AI-assisted bone age assessment using hand–wrist radiographs
Evaluation of the clinical efficacy of a TW3-based fully automated bone age assessment system using deep neural networks
Authors: Nan-Young Shin, Byoung-Dai Lee, Ju-Hee Kang, Hye-Rin Kim, Dong Hyo Oh, Byung Il Lee, Sung Hyun Kim, Mu Sook Lee, Min-Suk Heo
Summary
This study from Seoul National University (Korea) evaluated the clinical efficacy of a fully automated bone age assessment (BAA) system based on the Tanner–Whitehouse 3 (TW3) method.
The system was developed using deep neural networks to automatically detect and classify the 13 skeletal maturity regions in hand–wrist radiographs.
Eighty radiographs (40 boys and 40 girls, aged 7–15 years) were compared with manual TW3 evaluations by two oral and maxillofacial radiologists.
Statistical analysis revealed no significant differences between AI-based and human assessments (p>0.05), with a determination coefficient (R²) above 0.95 for all subgroups.
The results demonstrated high correlation and clinical equivalence, confirming the accuracy and reproducibility of the TW3-based automated system for pediatric skeletal maturity assessment.
Methodology
- Dataset: 80 hand–wrist radiographs (40 boys, 40 girls; ages 7–15 years) collected retrospectively.
- Reference standard: Two oral and maxillofacial radiologists assessed all images using the TW3 method.
- Training dataset: 3,027 labeled images used to develop the TW3-based deep learning system.
- Architecture: Two convolutional neural networks (CNNs) – Faster R-CNN for region detection and VGGNet for maturity classification.
- Evaluation metrics: Paired t-test and regression analysis comparing AI vs. radiologist-determined bone ages.
- Equivalence criterion: ±0.6 years within 95% confidence interval.

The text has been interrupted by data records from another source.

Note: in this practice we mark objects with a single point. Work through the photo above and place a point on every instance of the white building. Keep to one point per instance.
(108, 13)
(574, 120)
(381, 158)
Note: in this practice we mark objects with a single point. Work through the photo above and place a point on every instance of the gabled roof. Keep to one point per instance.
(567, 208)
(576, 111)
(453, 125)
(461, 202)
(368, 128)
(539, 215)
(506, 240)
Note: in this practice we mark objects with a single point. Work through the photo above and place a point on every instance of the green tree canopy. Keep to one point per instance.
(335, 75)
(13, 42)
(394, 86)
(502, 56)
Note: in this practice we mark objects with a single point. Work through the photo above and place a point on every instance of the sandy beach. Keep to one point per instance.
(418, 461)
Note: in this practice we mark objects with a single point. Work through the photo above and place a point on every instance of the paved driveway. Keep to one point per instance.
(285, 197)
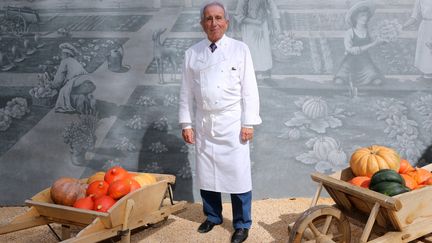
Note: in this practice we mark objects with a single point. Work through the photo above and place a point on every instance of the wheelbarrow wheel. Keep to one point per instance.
(321, 224)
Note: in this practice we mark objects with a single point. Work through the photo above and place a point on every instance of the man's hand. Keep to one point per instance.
(188, 135)
(246, 134)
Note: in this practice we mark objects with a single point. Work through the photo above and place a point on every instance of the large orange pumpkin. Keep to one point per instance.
(66, 190)
(368, 160)
(115, 173)
(97, 188)
(361, 181)
(119, 188)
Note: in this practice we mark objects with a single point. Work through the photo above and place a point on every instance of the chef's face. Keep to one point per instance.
(214, 23)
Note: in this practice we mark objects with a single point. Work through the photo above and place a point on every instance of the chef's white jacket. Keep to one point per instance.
(219, 95)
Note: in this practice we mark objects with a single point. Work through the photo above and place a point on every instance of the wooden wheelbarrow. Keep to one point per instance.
(148, 205)
(401, 218)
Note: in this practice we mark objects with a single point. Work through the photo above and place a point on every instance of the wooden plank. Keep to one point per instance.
(369, 224)
(416, 207)
(148, 198)
(29, 219)
(340, 198)
(56, 212)
(366, 194)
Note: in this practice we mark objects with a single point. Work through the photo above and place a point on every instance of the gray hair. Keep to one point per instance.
(214, 3)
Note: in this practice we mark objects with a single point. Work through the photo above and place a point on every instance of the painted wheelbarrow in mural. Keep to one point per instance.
(21, 18)
(401, 218)
(148, 205)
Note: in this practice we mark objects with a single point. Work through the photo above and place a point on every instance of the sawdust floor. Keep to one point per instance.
(271, 218)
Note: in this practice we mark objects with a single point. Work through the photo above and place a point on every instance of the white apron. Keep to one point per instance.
(222, 160)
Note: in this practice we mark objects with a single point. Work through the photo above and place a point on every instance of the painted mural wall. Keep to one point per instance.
(87, 84)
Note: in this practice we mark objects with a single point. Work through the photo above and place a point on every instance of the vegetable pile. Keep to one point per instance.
(101, 190)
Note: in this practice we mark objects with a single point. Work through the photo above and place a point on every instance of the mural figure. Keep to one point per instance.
(422, 12)
(5, 63)
(357, 66)
(258, 19)
(115, 59)
(75, 86)
(163, 54)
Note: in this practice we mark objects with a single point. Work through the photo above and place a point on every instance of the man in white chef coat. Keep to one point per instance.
(219, 104)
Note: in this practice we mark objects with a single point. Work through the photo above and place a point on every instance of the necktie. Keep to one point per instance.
(213, 47)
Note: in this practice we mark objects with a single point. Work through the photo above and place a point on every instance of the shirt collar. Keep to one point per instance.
(218, 43)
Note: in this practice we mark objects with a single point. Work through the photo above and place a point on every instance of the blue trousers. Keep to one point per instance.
(241, 208)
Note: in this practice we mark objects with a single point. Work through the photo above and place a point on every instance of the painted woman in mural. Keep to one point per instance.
(256, 17)
(422, 12)
(357, 66)
(76, 86)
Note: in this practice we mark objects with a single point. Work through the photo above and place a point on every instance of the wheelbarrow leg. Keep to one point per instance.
(125, 236)
(316, 196)
(369, 224)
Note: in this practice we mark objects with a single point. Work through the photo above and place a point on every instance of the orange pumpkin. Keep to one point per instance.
(144, 178)
(420, 175)
(97, 189)
(96, 177)
(368, 160)
(361, 181)
(66, 190)
(429, 181)
(84, 203)
(405, 167)
(119, 188)
(115, 173)
(410, 182)
(103, 203)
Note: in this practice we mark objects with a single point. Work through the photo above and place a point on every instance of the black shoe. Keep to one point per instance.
(206, 226)
(239, 235)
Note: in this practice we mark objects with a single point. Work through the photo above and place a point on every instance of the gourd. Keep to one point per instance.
(388, 182)
(368, 160)
(405, 167)
(66, 190)
(420, 175)
(410, 182)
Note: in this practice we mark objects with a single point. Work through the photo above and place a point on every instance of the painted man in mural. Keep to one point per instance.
(256, 17)
(422, 12)
(218, 75)
(357, 65)
(76, 86)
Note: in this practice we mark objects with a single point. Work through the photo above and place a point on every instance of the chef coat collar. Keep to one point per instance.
(221, 42)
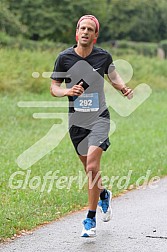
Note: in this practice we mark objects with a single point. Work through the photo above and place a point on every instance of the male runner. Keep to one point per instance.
(89, 120)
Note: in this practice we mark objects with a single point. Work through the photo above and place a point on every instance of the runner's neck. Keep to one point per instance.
(83, 51)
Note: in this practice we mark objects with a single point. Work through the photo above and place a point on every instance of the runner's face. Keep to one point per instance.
(86, 32)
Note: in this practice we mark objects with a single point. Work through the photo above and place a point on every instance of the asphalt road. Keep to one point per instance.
(139, 224)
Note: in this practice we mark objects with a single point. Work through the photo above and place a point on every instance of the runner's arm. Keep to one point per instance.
(57, 90)
(119, 84)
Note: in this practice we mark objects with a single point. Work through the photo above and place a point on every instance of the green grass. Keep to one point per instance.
(138, 144)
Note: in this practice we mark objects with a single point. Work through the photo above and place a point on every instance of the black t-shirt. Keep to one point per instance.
(72, 68)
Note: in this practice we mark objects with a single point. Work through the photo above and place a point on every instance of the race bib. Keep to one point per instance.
(87, 102)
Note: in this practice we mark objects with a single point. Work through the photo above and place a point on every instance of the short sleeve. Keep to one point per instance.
(109, 64)
(58, 67)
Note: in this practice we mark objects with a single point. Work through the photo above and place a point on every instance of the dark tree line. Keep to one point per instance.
(137, 20)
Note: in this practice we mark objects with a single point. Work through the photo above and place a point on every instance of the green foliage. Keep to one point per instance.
(163, 45)
(9, 22)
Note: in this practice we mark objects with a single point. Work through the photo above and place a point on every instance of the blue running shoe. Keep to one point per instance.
(105, 207)
(89, 229)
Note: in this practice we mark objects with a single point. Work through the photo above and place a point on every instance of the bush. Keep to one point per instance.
(22, 43)
(131, 47)
(163, 45)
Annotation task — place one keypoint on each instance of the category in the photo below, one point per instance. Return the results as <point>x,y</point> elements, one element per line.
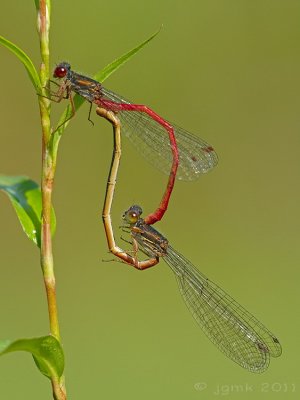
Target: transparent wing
<point>151,139</point>
<point>228,325</point>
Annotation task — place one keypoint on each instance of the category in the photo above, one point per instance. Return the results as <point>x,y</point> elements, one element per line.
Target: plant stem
<point>48,172</point>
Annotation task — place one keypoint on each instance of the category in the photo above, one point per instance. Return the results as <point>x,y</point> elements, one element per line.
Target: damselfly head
<point>132,215</point>
<point>61,70</point>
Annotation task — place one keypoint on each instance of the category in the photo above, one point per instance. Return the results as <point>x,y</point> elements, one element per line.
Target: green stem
<point>49,156</point>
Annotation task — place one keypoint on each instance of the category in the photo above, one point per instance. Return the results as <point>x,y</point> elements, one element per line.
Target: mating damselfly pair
<point>181,154</point>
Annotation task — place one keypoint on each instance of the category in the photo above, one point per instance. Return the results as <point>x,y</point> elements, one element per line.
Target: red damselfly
<point>166,146</point>
<point>235,331</point>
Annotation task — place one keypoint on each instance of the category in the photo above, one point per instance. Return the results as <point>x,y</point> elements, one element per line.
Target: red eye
<point>60,72</point>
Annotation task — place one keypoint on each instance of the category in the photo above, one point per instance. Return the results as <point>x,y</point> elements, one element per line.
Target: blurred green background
<point>226,70</point>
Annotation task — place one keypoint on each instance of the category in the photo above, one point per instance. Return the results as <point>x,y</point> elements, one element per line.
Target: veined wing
<point>196,157</point>
<point>228,325</point>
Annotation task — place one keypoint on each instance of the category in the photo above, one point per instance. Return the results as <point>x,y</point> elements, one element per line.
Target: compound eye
<point>60,72</point>
<point>132,214</point>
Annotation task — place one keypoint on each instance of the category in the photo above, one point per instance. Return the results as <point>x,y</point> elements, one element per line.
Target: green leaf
<point>116,64</point>
<point>101,76</point>
<point>46,351</point>
<point>23,57</point>
<point>26,198</point>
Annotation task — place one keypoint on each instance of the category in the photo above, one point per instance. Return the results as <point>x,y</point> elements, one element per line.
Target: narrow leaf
<point>116,64</point>
<point>26,198</point>
<point>23,57</point>
<point>101,76</point>
<point>46,351</point>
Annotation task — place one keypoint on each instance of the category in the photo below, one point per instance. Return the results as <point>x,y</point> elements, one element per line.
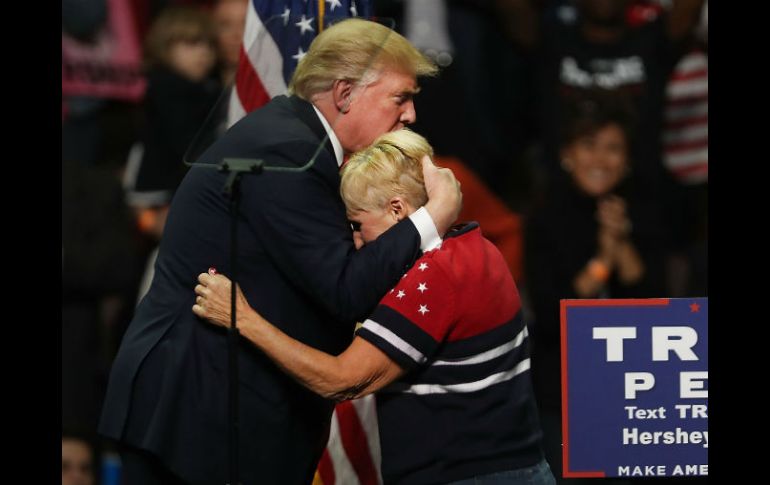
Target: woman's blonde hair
<point>355,50</point>
<point>390,167</point>
<point>176,24</point>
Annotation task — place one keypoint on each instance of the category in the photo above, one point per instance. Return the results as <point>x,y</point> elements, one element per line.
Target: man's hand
<point>445,200</point>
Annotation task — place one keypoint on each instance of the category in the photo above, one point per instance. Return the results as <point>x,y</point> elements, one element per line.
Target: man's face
<point>377,108</point>
<point>597,162</point>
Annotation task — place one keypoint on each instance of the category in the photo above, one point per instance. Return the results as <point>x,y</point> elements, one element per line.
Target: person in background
<point>229,21</point>
<point>588,238</point>
<point>78,460</point>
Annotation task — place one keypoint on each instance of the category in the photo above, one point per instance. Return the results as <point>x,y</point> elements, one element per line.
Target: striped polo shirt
<point>465,406</point>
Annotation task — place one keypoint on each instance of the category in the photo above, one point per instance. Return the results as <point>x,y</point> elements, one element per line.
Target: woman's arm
<point>360,370</point>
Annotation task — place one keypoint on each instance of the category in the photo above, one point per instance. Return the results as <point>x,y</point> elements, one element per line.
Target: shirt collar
<point>335,141</point>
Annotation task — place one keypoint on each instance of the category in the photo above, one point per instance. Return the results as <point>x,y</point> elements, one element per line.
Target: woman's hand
<point>213,300</point>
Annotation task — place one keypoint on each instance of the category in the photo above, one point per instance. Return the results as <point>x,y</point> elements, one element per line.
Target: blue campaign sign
<point>635,387</point>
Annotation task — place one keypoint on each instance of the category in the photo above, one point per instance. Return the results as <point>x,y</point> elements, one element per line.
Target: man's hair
<point>390,167</point>
<point>355,50</point>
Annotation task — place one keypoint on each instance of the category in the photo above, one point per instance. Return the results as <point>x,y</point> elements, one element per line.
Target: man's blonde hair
<point>355,50</point>
<point>390,167</point>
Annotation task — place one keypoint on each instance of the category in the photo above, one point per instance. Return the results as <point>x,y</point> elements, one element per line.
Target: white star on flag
<point>299,55</point>
<point>304,24</point>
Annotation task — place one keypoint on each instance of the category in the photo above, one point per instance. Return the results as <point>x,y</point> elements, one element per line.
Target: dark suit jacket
<point>297,265</point>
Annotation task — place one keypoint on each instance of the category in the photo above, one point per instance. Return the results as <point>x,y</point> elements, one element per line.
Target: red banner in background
<point>110,67</point>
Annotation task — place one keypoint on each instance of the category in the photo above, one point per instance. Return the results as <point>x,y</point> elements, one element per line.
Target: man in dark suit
<point>167,396</point>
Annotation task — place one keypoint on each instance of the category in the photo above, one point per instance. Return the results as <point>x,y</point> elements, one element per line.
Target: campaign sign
<point>635,387</point>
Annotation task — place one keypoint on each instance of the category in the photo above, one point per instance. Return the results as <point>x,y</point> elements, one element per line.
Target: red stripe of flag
<point>326,468</point>
<point>354,441</point>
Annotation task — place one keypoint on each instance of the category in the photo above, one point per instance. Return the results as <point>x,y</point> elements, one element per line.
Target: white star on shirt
<point>304,24</point>
<point>299,55</point>
<point>285,16</point>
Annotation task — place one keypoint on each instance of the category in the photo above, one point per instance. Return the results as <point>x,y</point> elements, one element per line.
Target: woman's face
<point>597,162</point>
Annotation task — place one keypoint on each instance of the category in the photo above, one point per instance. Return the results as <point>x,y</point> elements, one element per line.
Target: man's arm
<point>360,370</point>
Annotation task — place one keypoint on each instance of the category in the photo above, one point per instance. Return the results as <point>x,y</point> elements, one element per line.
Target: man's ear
<point>398,207</point>
<point>342,90</point>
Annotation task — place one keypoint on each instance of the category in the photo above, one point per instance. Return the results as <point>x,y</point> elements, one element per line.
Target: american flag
<point>276,36</point>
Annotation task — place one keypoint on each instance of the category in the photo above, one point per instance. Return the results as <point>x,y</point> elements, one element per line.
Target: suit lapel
<point>307,114</point>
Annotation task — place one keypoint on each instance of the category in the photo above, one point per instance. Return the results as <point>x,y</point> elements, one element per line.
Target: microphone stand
<point>235,168</point>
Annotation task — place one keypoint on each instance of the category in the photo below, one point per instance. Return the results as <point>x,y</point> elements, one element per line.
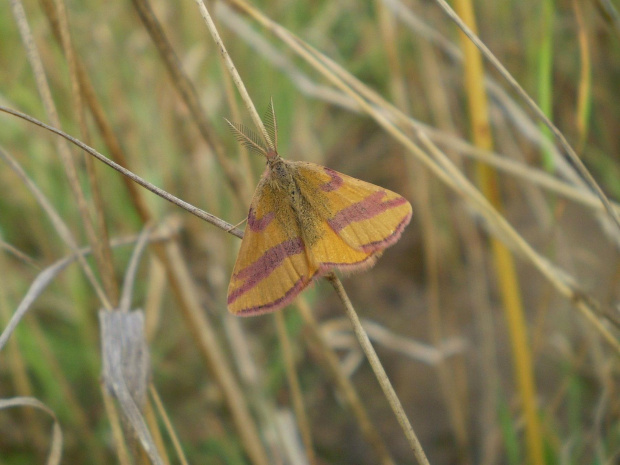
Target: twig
<point>208,217</point>
<point>380,373</point>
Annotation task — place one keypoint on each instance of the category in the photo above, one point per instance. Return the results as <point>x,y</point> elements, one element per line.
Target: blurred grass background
<point>465,406</point>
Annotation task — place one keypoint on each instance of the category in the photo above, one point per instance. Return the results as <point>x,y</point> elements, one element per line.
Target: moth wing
<point>368,218</point>
<point>271,267</point>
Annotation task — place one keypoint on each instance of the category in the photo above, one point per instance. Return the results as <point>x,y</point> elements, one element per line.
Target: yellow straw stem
<point>504,264</point>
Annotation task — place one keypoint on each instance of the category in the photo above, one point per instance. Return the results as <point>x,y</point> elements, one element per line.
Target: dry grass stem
<point>380,374</point>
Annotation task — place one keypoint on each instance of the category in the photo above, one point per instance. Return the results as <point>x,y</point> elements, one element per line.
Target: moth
<point>306,220</point>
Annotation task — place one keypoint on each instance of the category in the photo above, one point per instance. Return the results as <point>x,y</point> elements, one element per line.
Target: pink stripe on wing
<point>368,208</point>
<point>388,241</point>
<point>265,265</point>
<point>277,304</point>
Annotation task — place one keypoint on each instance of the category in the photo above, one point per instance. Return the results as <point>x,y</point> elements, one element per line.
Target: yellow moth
<point>306,220</point>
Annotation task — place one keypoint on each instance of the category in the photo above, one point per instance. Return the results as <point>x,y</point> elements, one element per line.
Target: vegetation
<point>496,316</point>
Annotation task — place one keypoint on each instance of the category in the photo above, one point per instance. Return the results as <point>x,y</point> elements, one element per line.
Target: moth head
<point>267,145</point>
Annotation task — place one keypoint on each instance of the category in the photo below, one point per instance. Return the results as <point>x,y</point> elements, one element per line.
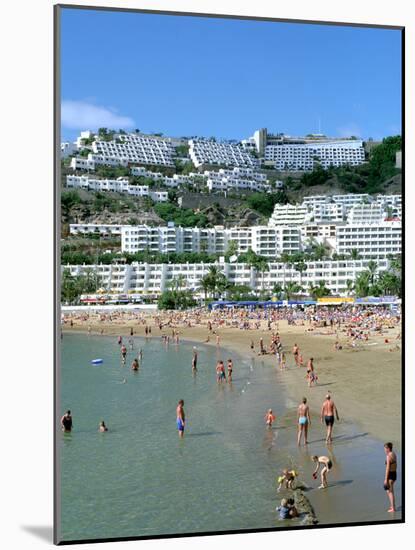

- Software and analysis: IBM SPSS Statistics version 23 (SPSS Corp., Armonk, NY, USA).
Results
- No significant difference between AI-estimated and radiologist-determined bone ages (P > 0.05).
- Equivalence criterion of ±0.6 years was satisfied (95% CI: −0.07 to 0.22 years overall).
- Determination coefficients (R²): 0.962 (boys), 0.945 (girls), and 0.952 (overall).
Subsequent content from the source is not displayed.